Liquid Chromatography coupled with tandem Mass-Spectrometry (LC-MS/MS) is a reference analysis method to characterize proteins in biological samples. In this work, we focus on estimating the rate of errors that result from the commonly used methods to mutualize identifications of protein fragments between samples of a cohort analyzed by LC-MS/MS.
In bottom-up LC-MS/MS analyses, proteins are first digested by enzymes into peptides before being separated by LC and detected by MS. Then, the MS signal of a peptide can be simplified into a set of three characteristics: a Retention Time (RT), a series of mass-to-charge ratios (m/z) and the associated intensities – which are used to identify the sequence and abundance of the peptide.
Nevertheless, these characteristics are not sufficient to systematically identify all detected peptides. This is why it is customary to mutualize peptides' identifications between the multiple samples of a cohort or study. Concretely, a peptide's identification is transferred to a non-identified peptide that has similar set of characteristics in another sample. However, peptides' characteristics fluctuate between samples, notably RTs which are poorly reproducible. Consequently, samples are re-aligned using a regression that predicts the characteristics of an unidentified peptide based on those in other samples. If its predictions fall nearby an unidentified signal, it makes sense to transfer the peptide's identity. However, doing so can lead to incorrect transfers. It is therefore necessary to estimate the rate of false identification transfer.
To do so, some authors have proposed methods that informally mimic the knockoff filters procedure to control the false discovery rate. In this context, knockoffs are essentially artefactual erroneous identification transfers which should occur as frequently as real false transfer. While accurately generated knockoffs are paramount to correct false transfer rate estimate, no method is available to date to provably do so. On the other hand, the regression setting makes the cross-validation framework natural to estimate the false transfer rate. Doing so would require dealing with multiple train/test splits, where training data would be used for regression and test data for transfer onto the nearest MS characteristics (necessarily unidentified in the test set). Unfortunately, cross-validation is not feasible operationally because of computational constraints.

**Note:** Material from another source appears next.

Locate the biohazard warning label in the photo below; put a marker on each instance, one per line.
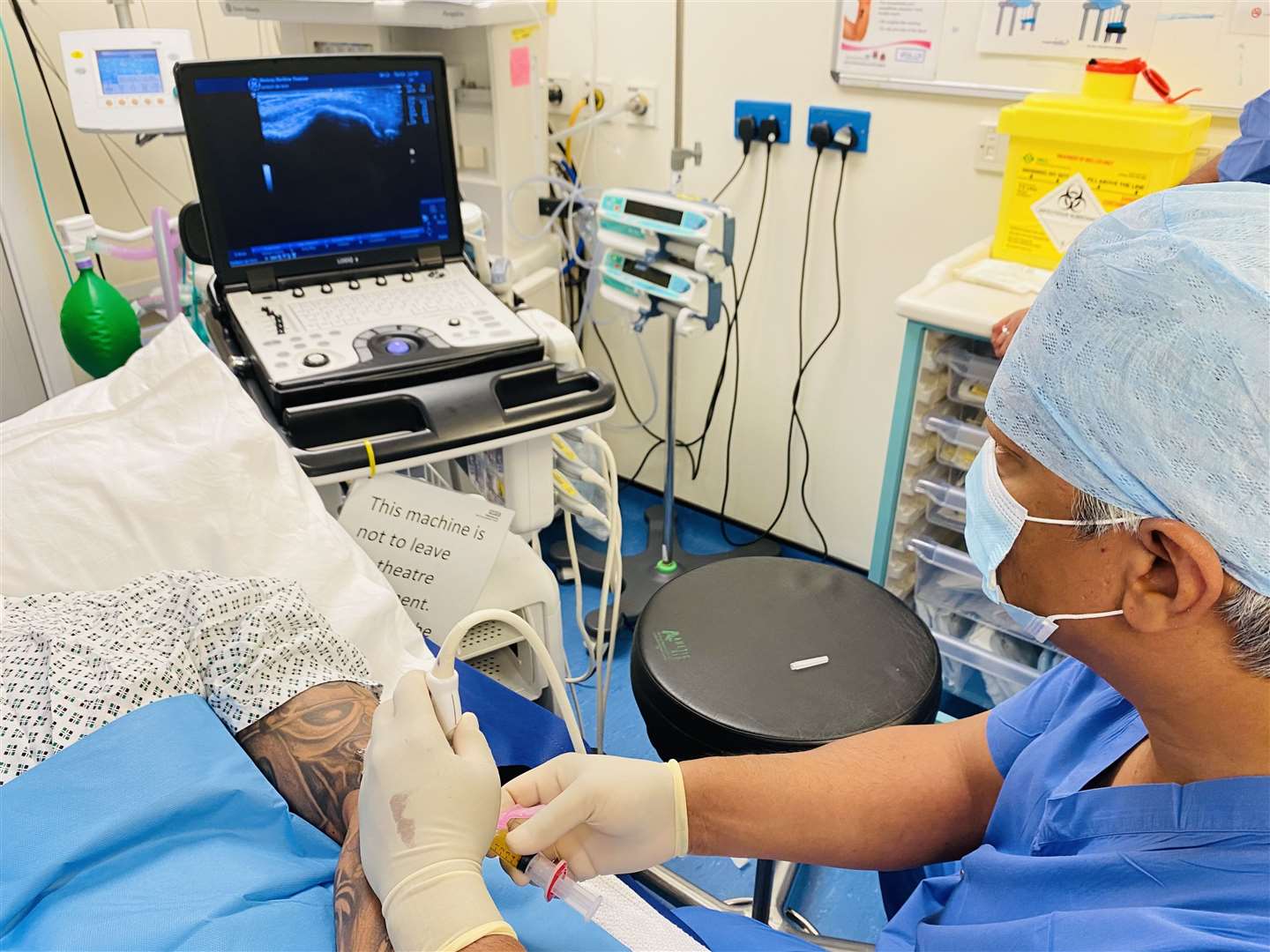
(1065, 211)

To cope with this, we propose to conflate training and testing data during regression and transfer. Doing so will lead to regression overfitting and error underestimation, yet, it also increases the search space for transfer, as identified peptides are no longer considered as such –which should lead to error overestimation.
The underlying assumption of our proposal is that both trends balance in a conservative way. The false identification transfer rate underestimate resulting from overfitting is offset by the overestimate due to the search space size increase. Our poster will empirically establish the validity of this assumption, by comparing our proposed approach with a genuine cross-validation on various experimental data.